The first hour, Cuchillo Colorado didn't say a word. He rode with the robe hiked halfway up, revealing his knee-high moccasins.

The afternoon sun was blistering, the air was an oven. Fargo should be used to it but he sweated profusely and his throat became so dry, he resisted an urge to use the waterskin the colonel had provided.

He was grateful when twilight fell.

An arroyo offered a spot to camp for the night. They were out of the wind and their fire wouldn't be seen by unfriendly eyes.

Fargo gathered brush and kindled fledgling flames while Cuchillo Colorado sat and watched. He filled the coffeepot and put coffee on a flat rock to brew. In a bundle of rabbit fur he had enough pemmican for two and offered a piece to his companion.

Cuchillo Colorado accepted it with a grunt. He bit and chewed and said out of the blue, “You not hate me because I am Shis-Inday.”

It was a statement, not a question. “I'd be a hypocrite if I did,” Fargo replied. “I once lived with a Mescalero girl for a spell.”

“Why you not still with her?”

“She wanted a man in her lodge. Someone to cook for. Someone to sew for. Someone to give her kids.” Fargo grinned. “I just wanted to squeeze her tits.”

For the first time since they met, Cuchillo Colorado smiled. “I like you, He Who Walks Many Trails. You much like Shis-Inday. Maybe we change your name. Call you White Apache.”

Since they were getting along so well, Fargo decided to come out with, “Straight tongue, Cuchillo Colorado. What do you really aim to do about these prospectors?”

The warrior's smile faded and it was a full minute before he asked, “You have children?”

“If I don't it's a miracle.”

“What does that mean?”

“I've squeezed a lot of tits.”

This time Cuchillo Colorado didn't smile. “I wanted sons but my wife give me a daughter. The only child we had.” He added with pride, “Na-tanh fine girl.”

“Her name was Corn Flower?”

Cuchillo Colorado grunted. “She try hard to please me. She learn to ride. She learn to shoot. She learn to steal horses as good as man.”

Among the Apaches, Fargo knew, a skillful horse thief was rated as high if not higher than a warrior who had made a lot of kills. He said, “It was just bad luck the prospectors caught her.”

“Bad luck for them.”

Fargo had his answer. Not that he ever believed Cuchillo Colorado would settle for putting the rapists on trial before a white judge.
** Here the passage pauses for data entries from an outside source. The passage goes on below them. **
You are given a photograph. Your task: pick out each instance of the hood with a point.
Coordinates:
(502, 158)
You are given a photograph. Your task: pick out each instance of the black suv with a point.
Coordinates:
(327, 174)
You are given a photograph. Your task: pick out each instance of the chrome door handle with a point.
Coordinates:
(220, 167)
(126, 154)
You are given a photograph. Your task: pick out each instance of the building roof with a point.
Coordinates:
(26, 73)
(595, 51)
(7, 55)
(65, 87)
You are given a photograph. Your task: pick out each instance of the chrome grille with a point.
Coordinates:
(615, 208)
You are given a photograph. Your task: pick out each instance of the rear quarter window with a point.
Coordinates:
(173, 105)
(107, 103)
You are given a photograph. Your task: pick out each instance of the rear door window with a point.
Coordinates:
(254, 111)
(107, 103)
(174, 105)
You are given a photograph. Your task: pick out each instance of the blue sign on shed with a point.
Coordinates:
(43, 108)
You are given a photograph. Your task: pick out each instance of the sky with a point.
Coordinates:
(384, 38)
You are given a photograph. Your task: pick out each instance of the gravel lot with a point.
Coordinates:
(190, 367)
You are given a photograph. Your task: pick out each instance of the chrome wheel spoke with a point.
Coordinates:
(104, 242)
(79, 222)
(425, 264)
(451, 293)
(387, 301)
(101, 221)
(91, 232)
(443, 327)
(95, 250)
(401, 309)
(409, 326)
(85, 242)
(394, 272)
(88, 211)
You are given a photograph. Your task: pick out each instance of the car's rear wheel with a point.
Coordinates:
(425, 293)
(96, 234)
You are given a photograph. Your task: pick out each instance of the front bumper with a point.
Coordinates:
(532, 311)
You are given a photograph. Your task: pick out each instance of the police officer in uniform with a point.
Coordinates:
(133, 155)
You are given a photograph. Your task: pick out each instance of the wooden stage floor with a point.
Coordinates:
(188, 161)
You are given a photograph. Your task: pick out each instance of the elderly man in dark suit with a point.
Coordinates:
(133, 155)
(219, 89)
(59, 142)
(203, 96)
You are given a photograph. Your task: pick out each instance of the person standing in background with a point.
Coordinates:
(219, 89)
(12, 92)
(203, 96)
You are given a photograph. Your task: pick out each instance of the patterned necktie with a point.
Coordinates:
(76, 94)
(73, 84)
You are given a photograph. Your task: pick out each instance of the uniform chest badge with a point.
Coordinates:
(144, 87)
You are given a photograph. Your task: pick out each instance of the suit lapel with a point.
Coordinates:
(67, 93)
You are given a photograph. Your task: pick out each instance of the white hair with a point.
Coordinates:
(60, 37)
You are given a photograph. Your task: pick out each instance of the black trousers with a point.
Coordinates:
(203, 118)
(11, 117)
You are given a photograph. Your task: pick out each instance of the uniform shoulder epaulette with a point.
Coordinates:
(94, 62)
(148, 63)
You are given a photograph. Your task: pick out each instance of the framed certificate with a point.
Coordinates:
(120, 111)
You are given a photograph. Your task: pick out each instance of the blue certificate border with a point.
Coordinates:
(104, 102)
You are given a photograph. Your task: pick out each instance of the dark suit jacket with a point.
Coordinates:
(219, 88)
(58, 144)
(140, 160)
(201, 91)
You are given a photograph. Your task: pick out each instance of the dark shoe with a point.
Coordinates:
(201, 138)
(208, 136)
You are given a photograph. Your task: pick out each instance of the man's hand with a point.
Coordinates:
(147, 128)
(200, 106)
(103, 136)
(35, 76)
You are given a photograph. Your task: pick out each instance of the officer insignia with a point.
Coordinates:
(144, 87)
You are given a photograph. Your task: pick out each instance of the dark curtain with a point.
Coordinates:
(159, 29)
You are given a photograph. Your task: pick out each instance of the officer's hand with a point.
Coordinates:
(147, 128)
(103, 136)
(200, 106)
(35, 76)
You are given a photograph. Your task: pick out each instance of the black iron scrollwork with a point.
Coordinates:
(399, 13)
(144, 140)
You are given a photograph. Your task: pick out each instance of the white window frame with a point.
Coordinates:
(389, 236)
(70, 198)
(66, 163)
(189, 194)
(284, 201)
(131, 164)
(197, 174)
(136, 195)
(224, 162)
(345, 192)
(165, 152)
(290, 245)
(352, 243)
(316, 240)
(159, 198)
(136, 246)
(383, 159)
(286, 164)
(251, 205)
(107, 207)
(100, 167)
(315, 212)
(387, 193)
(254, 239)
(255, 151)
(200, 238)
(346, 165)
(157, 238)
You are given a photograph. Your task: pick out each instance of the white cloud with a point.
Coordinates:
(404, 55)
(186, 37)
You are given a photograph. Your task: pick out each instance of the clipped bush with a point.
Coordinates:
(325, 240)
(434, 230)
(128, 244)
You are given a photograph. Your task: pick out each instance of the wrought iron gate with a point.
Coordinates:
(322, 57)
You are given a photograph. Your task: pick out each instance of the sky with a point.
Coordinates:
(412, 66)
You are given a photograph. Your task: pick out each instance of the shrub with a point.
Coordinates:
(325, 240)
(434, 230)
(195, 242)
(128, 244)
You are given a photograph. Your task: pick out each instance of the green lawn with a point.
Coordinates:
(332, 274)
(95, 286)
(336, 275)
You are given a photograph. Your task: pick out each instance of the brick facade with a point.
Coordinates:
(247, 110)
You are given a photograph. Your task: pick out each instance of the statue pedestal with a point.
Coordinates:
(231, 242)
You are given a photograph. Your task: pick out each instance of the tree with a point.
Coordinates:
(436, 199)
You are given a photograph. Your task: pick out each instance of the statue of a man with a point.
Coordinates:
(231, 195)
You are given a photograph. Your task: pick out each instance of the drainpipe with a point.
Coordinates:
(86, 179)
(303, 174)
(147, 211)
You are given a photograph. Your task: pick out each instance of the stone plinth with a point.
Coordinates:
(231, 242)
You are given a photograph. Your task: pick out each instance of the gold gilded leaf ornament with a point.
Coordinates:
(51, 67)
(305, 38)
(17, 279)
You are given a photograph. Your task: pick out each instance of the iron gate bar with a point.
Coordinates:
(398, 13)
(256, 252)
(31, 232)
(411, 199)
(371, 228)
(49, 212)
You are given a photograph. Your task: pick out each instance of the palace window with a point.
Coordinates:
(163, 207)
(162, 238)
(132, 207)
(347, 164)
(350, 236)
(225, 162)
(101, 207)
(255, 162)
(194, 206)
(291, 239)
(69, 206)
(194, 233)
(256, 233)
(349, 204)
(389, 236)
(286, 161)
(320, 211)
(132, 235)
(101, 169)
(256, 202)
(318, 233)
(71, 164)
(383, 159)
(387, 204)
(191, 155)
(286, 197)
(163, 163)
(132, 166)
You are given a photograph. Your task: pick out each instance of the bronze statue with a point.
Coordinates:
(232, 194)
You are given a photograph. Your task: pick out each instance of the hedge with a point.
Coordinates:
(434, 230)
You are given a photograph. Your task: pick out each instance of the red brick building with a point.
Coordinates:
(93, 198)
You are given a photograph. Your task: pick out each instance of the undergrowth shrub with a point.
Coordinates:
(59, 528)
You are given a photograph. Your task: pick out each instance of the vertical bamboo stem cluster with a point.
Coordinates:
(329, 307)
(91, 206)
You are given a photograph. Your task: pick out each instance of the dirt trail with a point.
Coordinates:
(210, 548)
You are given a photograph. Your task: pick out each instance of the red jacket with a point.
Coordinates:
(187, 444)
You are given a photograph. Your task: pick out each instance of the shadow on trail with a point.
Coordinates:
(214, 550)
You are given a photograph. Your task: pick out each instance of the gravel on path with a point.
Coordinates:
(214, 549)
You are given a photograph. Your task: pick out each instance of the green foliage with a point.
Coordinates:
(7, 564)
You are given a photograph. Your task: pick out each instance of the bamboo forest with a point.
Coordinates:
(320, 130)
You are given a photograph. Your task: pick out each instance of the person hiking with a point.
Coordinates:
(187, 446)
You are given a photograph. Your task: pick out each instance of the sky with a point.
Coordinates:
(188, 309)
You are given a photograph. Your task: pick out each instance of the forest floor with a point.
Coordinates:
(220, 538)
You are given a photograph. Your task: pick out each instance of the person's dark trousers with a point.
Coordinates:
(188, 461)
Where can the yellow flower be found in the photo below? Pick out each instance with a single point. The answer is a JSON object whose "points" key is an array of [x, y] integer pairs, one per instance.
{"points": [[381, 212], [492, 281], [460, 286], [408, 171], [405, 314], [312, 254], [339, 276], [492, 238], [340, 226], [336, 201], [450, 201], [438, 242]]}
“I held her when she little, in one hand.” And Cuchillo Colorado held out his, palm up. “I swing her in arms when she cry.” He mimicked holding a baby and moved his arms from side to side. “She touch me, here.” And he touched his own breast above his heart. “You savvy, white-eye?”

“I savvy.”

It was said that Apaches were heartless. That they didn't feel emotion. That they lived for slaughter and nothing else. That they were the most violent tribe west of the Mississippi—or anywhere else, for that matter. That they delighted in torture for torture's sake, and the world would be better off if they were exterminated.

None of it was true.

Cuchillo Colorado had just proven that they cared for their families and their children as much as whites did. They felt emotion. They just didn't show it as much. To them, it was a weakness an enemy could exploit.

Yes, Apaches killed. But no more often than, say, the Comanches or the Sioux. And unlike the latter, they didn't kill for the sake of killing. They didn't kill to count coup. They were raiders. They lived by stealing. And they would kill to steal what they wanted, or to defend themselves if caught.

As for the torture, it was a way of testing an enemy's courage.

That was the common threat that explained much of what they did. Their enemies. Apaches had more than most. It could be claimed, without much exaggeration, that
everyone
was their enemy.

In that regard they were unique. Where some tribes might strike alliances with others, the Apaches kept to themselves. They trusted no one. In the past, the few times they had, it cost them bitterly, and they never made that mistake again.

Cuchillo Colorado looked at Fargo and indulged in another rare smile. “Yes, I like you, white-eye. I like you and I not kill you. And I not let them kill you, too.”

“Them?” Fargo said.

Cuchillo Colorado pointed.

Fargo shifted, and his gut balled into a knot.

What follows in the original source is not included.